We start with the linear elliptic PDE
$$ -\operatorname{div}(A\nabla u)=f \quad\text{in}\ \Omega,\\ u=0 \quad\text{on}\ \partial\Omega $$ We assume that $\Omega\subset\mathbb{R}^3$ is a smooth domain, $A\colon\Omega\to\mathbb{R}^3$ is bounded and positive definite matrix-valued function (there is $c_A>0$ such that $A\xi\cdot\xi>c_\alpha|\xi|^2$ for all $\xi\in\mathbb{R}^3$), and a function $f\in L^s(\Omega)$ for some $s>2$.

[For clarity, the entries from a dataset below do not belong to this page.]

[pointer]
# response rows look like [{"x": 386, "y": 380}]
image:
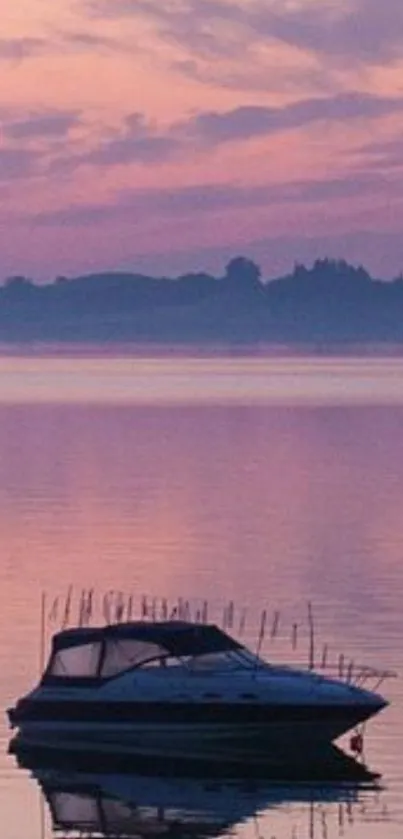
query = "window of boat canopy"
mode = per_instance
[{"x": 106, "y": 651}]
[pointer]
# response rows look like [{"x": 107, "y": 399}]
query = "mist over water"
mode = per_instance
[{"x": 268, "y": 481}]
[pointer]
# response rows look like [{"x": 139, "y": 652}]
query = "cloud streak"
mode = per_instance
[
  {"x": 138, "y": 142},
  {"x": 357, "y": 31},
  {"x": 48, "y": 123},
  {"x": 133, "y": 206}
]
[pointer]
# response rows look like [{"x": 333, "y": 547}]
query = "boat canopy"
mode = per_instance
[{"x": 103, "y": 652}]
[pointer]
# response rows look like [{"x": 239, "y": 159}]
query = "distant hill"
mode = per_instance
[{"x": 331, "y": 301}]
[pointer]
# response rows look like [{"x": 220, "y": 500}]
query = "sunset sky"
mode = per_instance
[{"x": 167, "y": 135}]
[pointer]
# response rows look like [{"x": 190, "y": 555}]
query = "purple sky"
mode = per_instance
[{"x": 168, "y": 136}]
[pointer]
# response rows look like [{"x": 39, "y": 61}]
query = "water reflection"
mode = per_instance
[{"x": 127, "y": 797}]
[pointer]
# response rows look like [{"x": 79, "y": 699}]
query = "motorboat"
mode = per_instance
[{"x": 182, "y": 688}]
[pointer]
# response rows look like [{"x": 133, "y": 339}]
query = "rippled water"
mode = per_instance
[{"x": 270, "y": 482}]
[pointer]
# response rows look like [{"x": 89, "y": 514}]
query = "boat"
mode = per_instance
[{"x": 181, "y": 688}]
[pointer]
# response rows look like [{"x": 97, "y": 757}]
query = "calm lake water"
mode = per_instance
[{"x": 271, "y": 482}]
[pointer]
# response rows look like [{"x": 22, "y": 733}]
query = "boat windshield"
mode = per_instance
[
  {"x": 94, "y": 660},
  {"x": 104, "y": 652}
]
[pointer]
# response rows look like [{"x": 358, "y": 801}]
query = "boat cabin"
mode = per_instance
[{"x": 94, "y": 654}]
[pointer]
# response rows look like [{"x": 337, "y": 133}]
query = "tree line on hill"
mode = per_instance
[{"x": 331, "y": 301}]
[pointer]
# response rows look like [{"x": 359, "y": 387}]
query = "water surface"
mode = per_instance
[{"x": 267, "y": 481}]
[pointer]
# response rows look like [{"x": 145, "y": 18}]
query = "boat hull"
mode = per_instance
[{"x": 204, "y": 740}]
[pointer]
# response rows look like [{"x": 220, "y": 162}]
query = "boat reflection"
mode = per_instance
[{"x": 115, "y": 799}]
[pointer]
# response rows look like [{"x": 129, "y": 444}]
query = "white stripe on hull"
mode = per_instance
[{"x": 204, "y": 738}]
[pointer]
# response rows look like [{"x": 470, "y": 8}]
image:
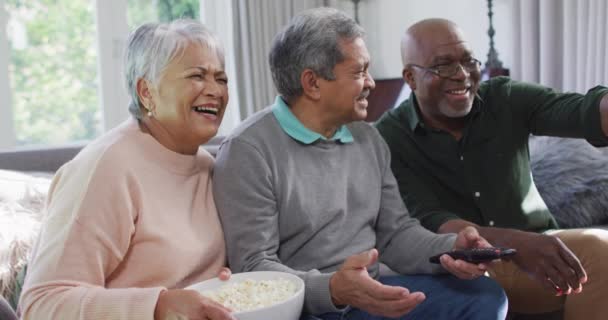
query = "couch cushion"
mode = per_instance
[
  {"x": 22, "y": 199},
  {"x": 572, "y": 177}
]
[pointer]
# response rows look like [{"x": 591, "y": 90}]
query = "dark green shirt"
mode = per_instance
[{"x": 485, "y": 177}]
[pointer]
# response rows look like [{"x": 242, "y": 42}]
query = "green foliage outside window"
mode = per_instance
[
  {"x": 53, "y": 71},
  {"x": 53, "y": 64}
]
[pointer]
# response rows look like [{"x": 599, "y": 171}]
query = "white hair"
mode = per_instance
[{"x": 153, "y": 46}]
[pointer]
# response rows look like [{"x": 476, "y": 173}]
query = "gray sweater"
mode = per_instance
[{"x": 305, "y": 208}]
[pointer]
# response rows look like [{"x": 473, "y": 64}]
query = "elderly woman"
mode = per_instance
[{"x": 131, "y": 220}]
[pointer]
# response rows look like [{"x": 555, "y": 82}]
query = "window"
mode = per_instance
[
  {"x": 61, "y": 65},
  {"x": 142, "y": 11},
  {"x": 52, "y": 66}
]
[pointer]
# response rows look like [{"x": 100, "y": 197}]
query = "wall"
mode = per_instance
[{"x": 386, "y": 20}]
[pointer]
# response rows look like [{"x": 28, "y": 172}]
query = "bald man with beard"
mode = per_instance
[{"x": 459, "y": 151}]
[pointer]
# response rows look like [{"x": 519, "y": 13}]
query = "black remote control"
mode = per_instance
[{"x": 476, "y": 255}]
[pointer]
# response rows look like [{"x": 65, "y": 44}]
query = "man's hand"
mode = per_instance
[
  {"x": 467, "y": 238},
  {"x": 352, "y": 285},
  {"x": 189, "y": 304},
  {"x": 547, "y": 259}
]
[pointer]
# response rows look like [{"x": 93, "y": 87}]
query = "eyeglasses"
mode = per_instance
[{"x": 449, "y": 70}]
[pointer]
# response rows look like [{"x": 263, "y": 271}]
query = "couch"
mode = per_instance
[{"x": 570, "y": 175}]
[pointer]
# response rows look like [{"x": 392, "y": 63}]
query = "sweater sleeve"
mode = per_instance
[
  {"x": 91, "y": 214},
  {"x": 246, "y": 202}
]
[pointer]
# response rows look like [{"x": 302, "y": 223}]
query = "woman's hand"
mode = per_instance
[
  {"x": 178, "y": 304},
  {"x": 224, "y": 274}
]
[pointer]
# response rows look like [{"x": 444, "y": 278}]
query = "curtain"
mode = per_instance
[
  {"x": 561, "y": 43},
  {"x": 255, "y": 25}
]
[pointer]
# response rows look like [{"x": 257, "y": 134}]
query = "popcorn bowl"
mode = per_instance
[{"x": 287, "y": 288}]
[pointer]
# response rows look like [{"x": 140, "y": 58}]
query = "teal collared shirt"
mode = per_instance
[{"x": 295, "y": 129}]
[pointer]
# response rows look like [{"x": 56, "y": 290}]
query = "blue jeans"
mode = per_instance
[{"x": 447, "y": 297}]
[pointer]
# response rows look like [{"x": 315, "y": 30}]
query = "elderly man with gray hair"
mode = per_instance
[{"x": 305, "y": 187}]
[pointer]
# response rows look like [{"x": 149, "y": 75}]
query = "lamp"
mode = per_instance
[{"x": 493, "y": 66}]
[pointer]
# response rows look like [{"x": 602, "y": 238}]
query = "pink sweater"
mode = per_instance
[{"x": 126, "y": 219}]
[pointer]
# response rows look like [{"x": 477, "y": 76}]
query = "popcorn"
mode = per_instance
[{"x": 252, "y": 294}]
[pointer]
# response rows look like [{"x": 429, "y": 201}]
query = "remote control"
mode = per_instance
[{"x": 476, "y": 255}]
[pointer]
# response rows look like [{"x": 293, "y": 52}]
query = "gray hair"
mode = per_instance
[
  {"x": 153, "y": 46},
  {"x": 310, "y": 41}
]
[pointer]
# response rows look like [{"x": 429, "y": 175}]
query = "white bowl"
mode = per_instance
[{"x": 289, "y": 309}]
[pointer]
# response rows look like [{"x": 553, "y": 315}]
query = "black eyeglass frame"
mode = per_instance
[{"x": 454, "y": 68}]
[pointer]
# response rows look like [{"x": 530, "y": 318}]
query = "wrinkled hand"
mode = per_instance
[
  {"x": 189, "y": 304},
  {"x": 467, "y": 238},
  {"x": 352, "y": 285},
  {"x": 547, "y": 259}
]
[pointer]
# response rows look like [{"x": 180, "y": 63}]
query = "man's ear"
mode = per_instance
[
  {"x": 408, "y": 77},
  {"x": 310, "y": 84},
  {"x": 144, "y": 94}
]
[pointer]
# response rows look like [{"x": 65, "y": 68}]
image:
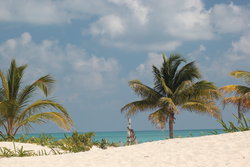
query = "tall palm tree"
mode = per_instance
[
  {"x": 17, "y": 110},
  {"x": 174, "y": 88},
  {"x": 241, "y": 93}
]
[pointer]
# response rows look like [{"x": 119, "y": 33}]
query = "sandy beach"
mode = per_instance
[{"x": 231, "y": 149}]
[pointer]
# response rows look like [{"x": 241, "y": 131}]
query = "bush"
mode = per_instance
[
  {"x": 243, "y": 126},
  {"x": 77, "y": 142}
]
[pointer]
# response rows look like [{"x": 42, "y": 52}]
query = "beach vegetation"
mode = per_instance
[
  {"x": 242, "y": 124},
  {"x": 18, "y": 107},
  {"x": 77, "y": 142},
  {"x": 240, "y": 94},
  {"x": 176, "y": 87}
]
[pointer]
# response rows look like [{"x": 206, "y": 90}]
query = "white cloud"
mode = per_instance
[
  {"x": 230, "y": 18},
  {"x": 144, "y": 70},
  {"x": 69, "y": 64},
  {"x": 110, "y": 25},
  {"x": 134, "y": 24},
  {"x": 235, "y": 58},
  {"x": 35, "y": 12},
  {"x": 199, "y": 52},
  {"x": 242, "y": 46},
  {"x": 139, "y": 11}
]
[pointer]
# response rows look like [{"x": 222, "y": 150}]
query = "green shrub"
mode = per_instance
[
  {"x": 77, "y": 142},
  {"x": 243, "y": 125}
]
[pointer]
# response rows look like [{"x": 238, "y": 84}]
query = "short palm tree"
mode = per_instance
[
  {"x": 16, "y": 107},
  {"x": 174, "y": 88},
  {"x": 241, "y": 93}
]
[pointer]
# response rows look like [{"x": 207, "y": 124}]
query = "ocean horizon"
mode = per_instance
[{"x": 142, "y": 136}]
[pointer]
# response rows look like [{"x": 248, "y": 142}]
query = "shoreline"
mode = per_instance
[{"x": 230, "y": 149}]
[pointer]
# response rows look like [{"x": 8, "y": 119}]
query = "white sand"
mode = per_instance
[
  {"x": 216, "y": 150},
  {"x": 26, "y": 146}
]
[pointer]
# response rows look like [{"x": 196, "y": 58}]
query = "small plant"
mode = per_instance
[
  {"x": 243, "y": 125},
  {"x": 5, "y": 152},
  {"x": 77, "y": 142},
  {"x": 104, "y": 144}
]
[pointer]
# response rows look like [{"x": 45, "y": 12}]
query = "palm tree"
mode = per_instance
[
  {"x": 174, "y": 88},
  {"x": 16, "y": 107},
  {"x": 241, "y": 94}
]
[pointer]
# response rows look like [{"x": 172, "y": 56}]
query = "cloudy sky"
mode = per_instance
[{"x": 94, "y": 47}]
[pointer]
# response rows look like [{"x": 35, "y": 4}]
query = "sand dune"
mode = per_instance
[{"x": 216, "y": 150}]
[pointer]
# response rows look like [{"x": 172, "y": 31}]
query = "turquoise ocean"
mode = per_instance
[{"x": 142, "y": 136}]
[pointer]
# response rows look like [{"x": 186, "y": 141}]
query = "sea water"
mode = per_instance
[{"x": 141, "y": 136}]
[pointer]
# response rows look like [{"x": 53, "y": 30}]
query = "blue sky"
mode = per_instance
[{"x": 93, "y": 48}]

For some $\delta>0$ and some continuous $B\colon\overline{\Omega}\to\mathbb{R}^3$, we also look at the perturbed problem
$$ -\operatorname{div}((A+\delta B)\nabla v)=f \quad\text{in}\ \Omega,\\ v=0 \quad\text{on}\ \partial\Omega. $$
My question: If I know, that I have bounds on the gradient of $u$, like $\|\nabla u\|_{L^\infty(\Omega)}\leq C(C_P,|\Omega|,c_\alpha,\|f\|_{L^s(\Omega)})$, can I conclude something similar for $v$ (for sufficiently small $\delta$), like
$$ \|\nabla v\|_{L^\infty(\Omega)}\leq C(C_P,|\Omega|,c_\alpha,\|f\|_{L^s(\Omega)},\delta, \|B\|_{L^\infty(\Omega)})? $$ In these estimates, $C_P$ denotes the Poincare inequality constant.
I tried to prove this estimate via difference quotients and cut-offs but somehow got stuck. If it holds, what technique would you use to prove this? And if it is not possible, why could this estimate fail?